By Emma Carmichael
Central Connecticut State University's Allied Health Sciences Conference showcased a developing app called Hoyan that posed two simple but ambitious questions: What if getting a dental cleaning earned you points toward a reward? Or scheduling a job interview moves a progress bar forward on your phone?
Those questions drove the presentation by Ken House of TryCycle Data Systems and Ari Edgar of The Hartford, who unveiled the app as a mobile platform designed to connect low-income users — starting with Native American tribal communities — with the social services they need and reward them for engaging with those services.
Central software engineering students Emily Matava, Malachi Sor, Samuel Lamore, and Isaac Gonzalez are developing the app as part of their course and capstone work with Dr. Stan Kurkovsky. The app centralizes housing, healthcare, employment, financial literacy, and education into a single interface. Every completed task — a doctor's visit, a job application, opening a savings account — contributes to a “self-sufficiency score” displayed at the center of the home screen.

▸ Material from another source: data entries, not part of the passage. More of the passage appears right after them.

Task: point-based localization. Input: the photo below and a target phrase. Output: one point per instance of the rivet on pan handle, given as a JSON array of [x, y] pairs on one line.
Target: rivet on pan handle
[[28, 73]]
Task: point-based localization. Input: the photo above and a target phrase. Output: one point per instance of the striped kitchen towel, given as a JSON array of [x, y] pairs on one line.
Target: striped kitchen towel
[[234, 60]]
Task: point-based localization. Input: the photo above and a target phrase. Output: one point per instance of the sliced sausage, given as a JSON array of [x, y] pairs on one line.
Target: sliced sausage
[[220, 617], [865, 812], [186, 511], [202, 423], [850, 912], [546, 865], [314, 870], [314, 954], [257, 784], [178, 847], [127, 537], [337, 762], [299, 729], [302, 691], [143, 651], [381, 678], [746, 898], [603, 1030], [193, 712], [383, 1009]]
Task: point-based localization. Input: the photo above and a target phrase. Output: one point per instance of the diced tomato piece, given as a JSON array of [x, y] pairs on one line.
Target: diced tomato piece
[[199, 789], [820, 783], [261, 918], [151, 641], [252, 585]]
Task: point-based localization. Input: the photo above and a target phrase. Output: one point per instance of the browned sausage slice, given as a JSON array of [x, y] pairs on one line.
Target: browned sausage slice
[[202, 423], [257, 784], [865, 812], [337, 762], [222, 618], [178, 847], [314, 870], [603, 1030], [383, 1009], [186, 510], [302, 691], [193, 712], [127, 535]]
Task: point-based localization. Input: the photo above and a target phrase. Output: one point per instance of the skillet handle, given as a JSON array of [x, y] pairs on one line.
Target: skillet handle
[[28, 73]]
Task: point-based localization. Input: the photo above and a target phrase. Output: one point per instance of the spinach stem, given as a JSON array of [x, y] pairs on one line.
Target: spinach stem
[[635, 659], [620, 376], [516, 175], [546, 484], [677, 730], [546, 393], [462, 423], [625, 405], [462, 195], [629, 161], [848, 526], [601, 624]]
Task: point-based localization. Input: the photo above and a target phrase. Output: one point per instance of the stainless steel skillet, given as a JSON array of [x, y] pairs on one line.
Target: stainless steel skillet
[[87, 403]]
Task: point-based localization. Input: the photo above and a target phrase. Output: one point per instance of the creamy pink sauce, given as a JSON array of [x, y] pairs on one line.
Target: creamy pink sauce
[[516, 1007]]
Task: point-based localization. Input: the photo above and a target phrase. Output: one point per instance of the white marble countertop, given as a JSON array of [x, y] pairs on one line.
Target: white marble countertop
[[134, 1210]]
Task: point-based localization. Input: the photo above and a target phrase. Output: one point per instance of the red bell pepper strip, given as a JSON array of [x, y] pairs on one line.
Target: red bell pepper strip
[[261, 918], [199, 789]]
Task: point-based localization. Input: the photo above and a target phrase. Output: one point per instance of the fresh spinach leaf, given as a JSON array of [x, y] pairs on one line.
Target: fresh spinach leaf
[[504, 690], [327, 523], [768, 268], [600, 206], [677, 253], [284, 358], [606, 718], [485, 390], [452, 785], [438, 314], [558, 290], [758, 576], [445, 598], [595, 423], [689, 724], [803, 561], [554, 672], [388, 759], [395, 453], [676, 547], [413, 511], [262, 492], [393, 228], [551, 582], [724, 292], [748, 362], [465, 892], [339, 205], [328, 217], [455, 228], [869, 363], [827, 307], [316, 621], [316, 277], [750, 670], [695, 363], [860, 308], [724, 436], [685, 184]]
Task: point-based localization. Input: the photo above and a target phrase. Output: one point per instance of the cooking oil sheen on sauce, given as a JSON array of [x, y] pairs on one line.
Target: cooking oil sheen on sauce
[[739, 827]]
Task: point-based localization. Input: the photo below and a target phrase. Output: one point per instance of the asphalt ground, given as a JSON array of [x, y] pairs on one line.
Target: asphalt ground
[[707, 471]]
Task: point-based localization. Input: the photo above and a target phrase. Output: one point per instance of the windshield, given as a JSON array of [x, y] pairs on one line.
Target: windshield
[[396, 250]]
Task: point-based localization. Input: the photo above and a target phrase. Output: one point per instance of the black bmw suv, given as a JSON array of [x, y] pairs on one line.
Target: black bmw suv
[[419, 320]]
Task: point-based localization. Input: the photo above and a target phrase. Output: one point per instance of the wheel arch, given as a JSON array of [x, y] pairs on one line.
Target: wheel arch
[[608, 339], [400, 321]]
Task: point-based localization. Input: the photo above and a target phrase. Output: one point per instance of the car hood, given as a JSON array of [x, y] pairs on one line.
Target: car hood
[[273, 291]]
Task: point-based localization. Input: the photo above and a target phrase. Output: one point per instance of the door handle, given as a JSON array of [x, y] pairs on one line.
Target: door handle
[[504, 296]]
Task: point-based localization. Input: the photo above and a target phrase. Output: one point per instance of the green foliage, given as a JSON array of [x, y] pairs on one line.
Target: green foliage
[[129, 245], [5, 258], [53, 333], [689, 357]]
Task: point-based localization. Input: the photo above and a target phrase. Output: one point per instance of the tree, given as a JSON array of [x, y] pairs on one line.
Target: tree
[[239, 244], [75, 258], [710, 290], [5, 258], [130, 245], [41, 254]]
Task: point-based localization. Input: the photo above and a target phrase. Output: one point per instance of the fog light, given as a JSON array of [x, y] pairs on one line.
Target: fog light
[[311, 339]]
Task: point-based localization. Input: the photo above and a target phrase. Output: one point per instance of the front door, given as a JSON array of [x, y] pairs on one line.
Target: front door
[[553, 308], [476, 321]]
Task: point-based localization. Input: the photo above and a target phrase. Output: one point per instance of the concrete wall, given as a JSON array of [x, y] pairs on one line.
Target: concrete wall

The first question House asked was “If you bring a pot of soup to a family with no bowl and no spoon, how good is the soup?” Now this is a rhetorical question, however, House used that analogy to describe the core problem Hoyan is trying to solve: That social services exist, but the infrastructure to connect people to them is often missing. He pointed to his own tribal nation in Wisconsin, which contributes more than $930 million annually to the state economy yet still carries a poverty rate above 20 percent.
“Human services,” he said, “is insufficient to the task.”
New users begin with a vital signs assessment measuring not just practical needs but emotional wellbeing and self-perception. A dashboard then gives case managers and social workers a real-time view of each user’s progress. An “Urgent” button, deliberately placed front and center in the app, allows users in crisis to alert a local case manager — who can deliver groceries or essentials before a missed bill spirals into eviction.
Rather than direct cash payments, Hoyan rewards progress with points redeemable for incentives.
“We want to encourage people to get all their medical stuff done, or to get a job,” House said. “All these good things.”
A prototype is expected by the end of the current academic semester, with a pilot planned for this summer across two tribal nations before expanding public housing residents, and people with disabilities.